Creating a garden inspired by Shakespeare using plants mentioned in his plays and sonnets is an intriguing project. In more than 20 of his works, gardens and plants are often metaphors for life, with many important scenes taking place in garden settings. The Bard describes the plants of his world in fresh, pithy and often poignant ways, and his characters are often compared to gardeners.
Aristocratic Elizabethan gardens were usually formal in design, with geometrically shaped planting beds laid out symmetrically. The overall shape of the garden might be a large square subdivided into quadrants. Focal points were created with sculptural elements like sundials, stone urns, fountains and statues placed at the end of a central axis or in the center of a planting area. Hedges, fences and stone walls enclosed garden areas and kept livestock away. Well-placed benches provided seating while allées of clipped trees gave much-needed shade and privacy. Espaliered fruit trees were formal and decorative as well as edible.

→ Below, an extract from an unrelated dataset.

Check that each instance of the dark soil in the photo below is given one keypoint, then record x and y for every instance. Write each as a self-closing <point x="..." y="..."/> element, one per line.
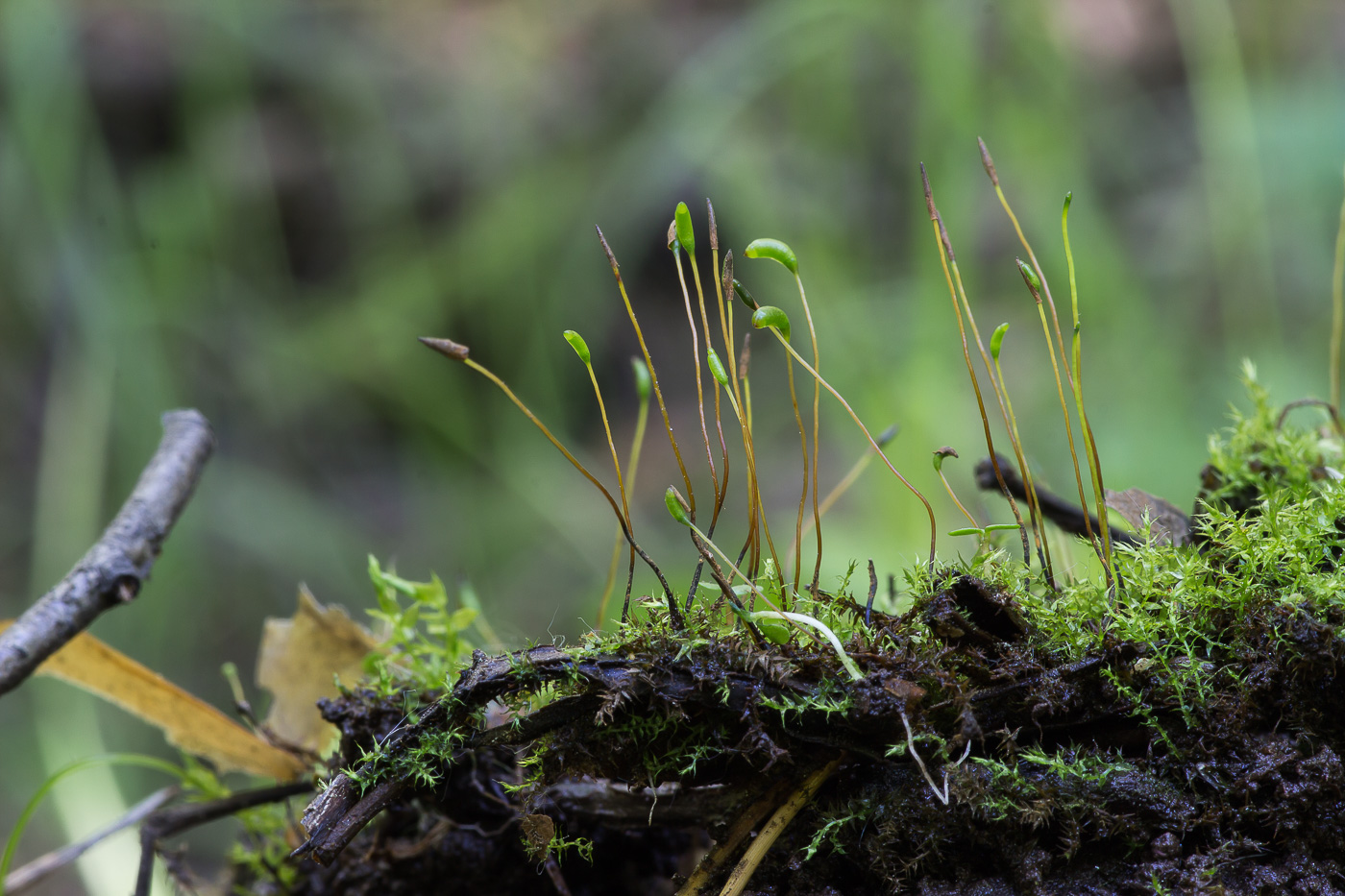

Today, a Shakespeare garden might include these formal design features as well as plantings in a less formal cottage and herb garden style. Elements of the English countryside such as woodlands, meadows and hedgerows might also be incorporated. The plant palette for all these areas would be chosen from the hundreds of plants mentioned and described in the plays and sonnets.
A decorative hedge or stone or brick wall might define the garden. Geometric planting beds could be symmetrically placed around a central feature or along a central axis. Shade-providing fruit trees might fill the corners of the design. At each entrance, there might be gates with arbors overhead draped with roses or other vines. The view through the arbors might be of a meadow or woodland garden. Beds within the garden could even be devoted to the plants mentioned in individual plays.
Surrounding hedges could be boxwood, yew, or closely spaced trees such as pleached linden or hawthorn. Espaliered roses and fruit trees might be trained along a sheltering brick wall. Herb gardens could include a useful and fragrant mix of medicinal and kitchen herbs like parsley, chamomile, caraway, fennel, lavender and rosemary. Accents coud be pyramidal evergreen shrubs such as English holly (Ilex aquifolium), the more modern Meserve holly (Ilex x merserveae) or English yew (Taxus baccata). Planting beds might contain a mix of flowering annuals, biennials and herbaceous perennials such as pansies (Viola), foxgloves (Digitalis), monkshood (Aconitum) and many others. Spring-flowering hyacinth (Hyacinthoides) and fritillaries (Fritillaria). Climbing and shrub roses would grace arbor entrances and formal beds while small shrubs such as lavender-cotton (Santolina) and germander (Teucrium) might edge the smaller flower and herb beds.